Gebruik inline-delegates
U kunt de Action<StackExchangeRedisSettings> configurationSettings
gedelegeerde ook doorgeven om bepaalde of alle opties inline in te stellen, bijvoorbeeld om gezondheidscontroles in de code uit te schakelen.
builder.AddRedisOutputCache(
"cache",
static settings => settings.DisableHealthChecks = true);
U kunt ook de ConfigurationOptions instellen door de delegeerparameter Action<ConfigurationOptions> configureOptions
van de AddRedisOutputCache-methode te gebruiken.

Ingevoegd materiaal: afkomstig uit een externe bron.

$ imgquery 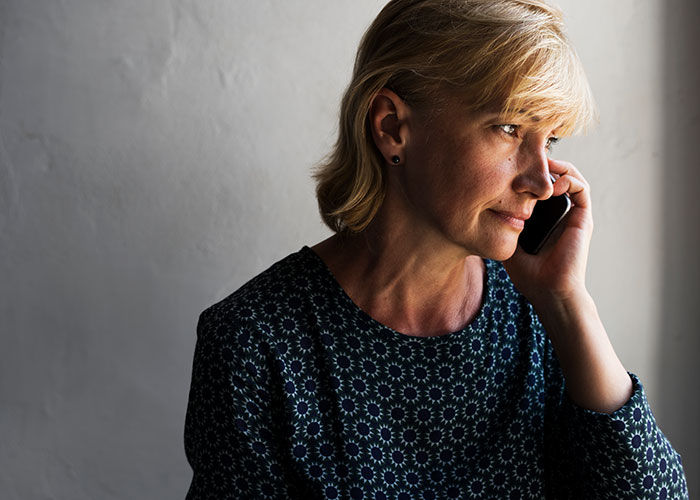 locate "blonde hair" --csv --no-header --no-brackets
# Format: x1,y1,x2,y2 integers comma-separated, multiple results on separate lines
314,0,596,232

U kunt bijvoorbeeld de time-out voor de verbinding instellen:
builder.AddRedisOutputCache(
"cache",
static settings => settings.ConnectTimeout = 3_000);
Gezondheidscontroles voor Client-integratie
.NET .NET Aspire clientintegraties hebben standaard gezondheidscontroles ingeschakeld voor alle diensten. Evenzo, schakelen veel .NET.NET Aspirehostingintegraties ook eindpunten voor gezondheidscontrole in. Zie voor meer informatie:
De .NET Aspire Stack Exchange Redis uitvoercache-integratie omgaat met het volgende:
- Hiermee wordt een gezondheidscontrole toegevoegd wanneer StackExchangeRedisSettings.DisableHealthChecks
false
is, waarmee geprobeerd wordt verbinding te maken met de containerinstantie. - Integreert met het
/health
HTTP-eindpunt, waarmee alle geregistreerde gezondheidstoetsen moeten slagen opdat de app als gereed beschouwd wordt om verkeer te accepteren.

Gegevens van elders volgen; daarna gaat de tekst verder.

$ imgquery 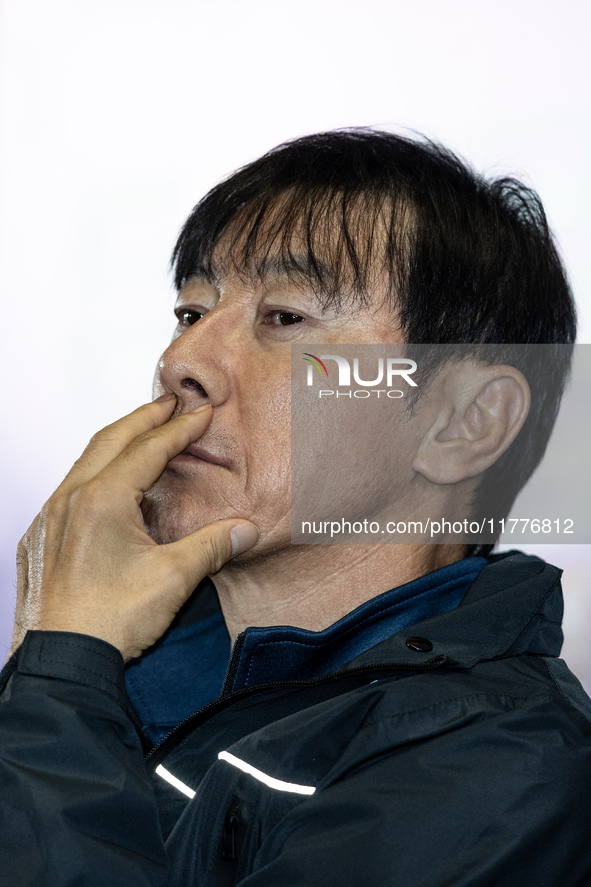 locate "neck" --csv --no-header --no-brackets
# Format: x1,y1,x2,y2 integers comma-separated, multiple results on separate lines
215,545,464,643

Waarneembaarheid en telemetrie
.NET .NET Aspire integraties automatiseren de inrichtingen voor logboekregistratie, tracering en metingen, die ook wel bekendstaan als de pijlers van waarneembaarheid. Zie .NET.NET Aspire overzicht van integratieintegratiesvoor meer informatie over de waarneembaarheid en telemetrie van integraties. Afhankelijk van de back-upservice ondersteunen sommige integraties mogelijk slechts enkele van deze functies. Sommige integraties ondersteunen bijvoorbeeld logboekregistratie en tracering, maar geen metrische gegevens. Telemetriefuncties kunnen ook worden uitgeschakeld met behulp van de technieken die worden weergegeven in de sectie Configuratie.
Loggen
De integratie van .NET Aspire Stack Exchange Redis uitvoercache maakt gebruik van de volgende logboekcategorieën:
Aspire.StackExchange.Redis
Microsoft.AspNetCore.OutputCaching.StackExchangeRedis
Tracering
De integratie van .NET Aspire Stack Exchange Redis uitvoercaching zal de volgende traceeractiviteiten genereren door gebruik te maken van OpenTelemetry:
OpenTelemetry.Instrumentation.StackExchangeRedis
Statistieken
De integratie van .NET Aspire Stack Exchange Redis-uitvoer-caching ondersteunt momenteel standaard geen metrische gegevens vanwege beperkingen met de StackExchange.Redis
-bibliotheek.
Zie ook
*: Redis is een gedeponeerd handelsmerk van Redis Ltd. Alle rechten daarin zijn voorbehouden aan Redis Ltd. Elk gebruik door Microsoft is uitsluitend bedoeld voor referentiële doeleinden en geeft geen enkele sponsorship, goedkeuring of relatie tussen Redis en Microsoft aan. Terug naar de bovenste?